2002年からNWAの教室で刺繍を専門に教えているシャザディ33歳は未婚。パキスタンの田舎では15歳~18歳で結婚することが多く、30歳を過ぎての未婚は非常に稀といえます。イスラーム(教)、神から下された聖典コーランには、「結婚はしなければならないイスラーム教徒の義務」と書かれています。神から下された言葉(聖典)に100%従うことこそがイスラーム教徒に課せられた生き方です。 近年では識字率も上がり高学歴女性の結婚が遅くなっているとはいえ、25歳を過ぎて未婚でいることは恥ずかしく、また肩身が狭いことでしょう。シャザディの意志には関係なくとも、聖典コーランの教えに添っていないのですから。
シャザディも家庭に問題があり、結婚が出来ず、家にも居場所がない者の一人です。

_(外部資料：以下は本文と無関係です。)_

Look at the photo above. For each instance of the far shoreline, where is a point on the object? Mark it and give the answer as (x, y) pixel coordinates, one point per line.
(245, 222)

教職員や通って来る女性たち一人一人と言葉を交わす機会は僅少ですが、それでも多くの女性たちの逃げ場、拠りどころとしてのセンターが担って来ていた役割は大きなものです。

センターが完成した当初は、あれもこれも…と様々な活動を考えたものでしたが、今では欲張らず、女性たちの「避難場所」「時には駆け込み寺」である事実を大切にし、地域のオアシスとしての存在に意義を深めて行こうと考えています。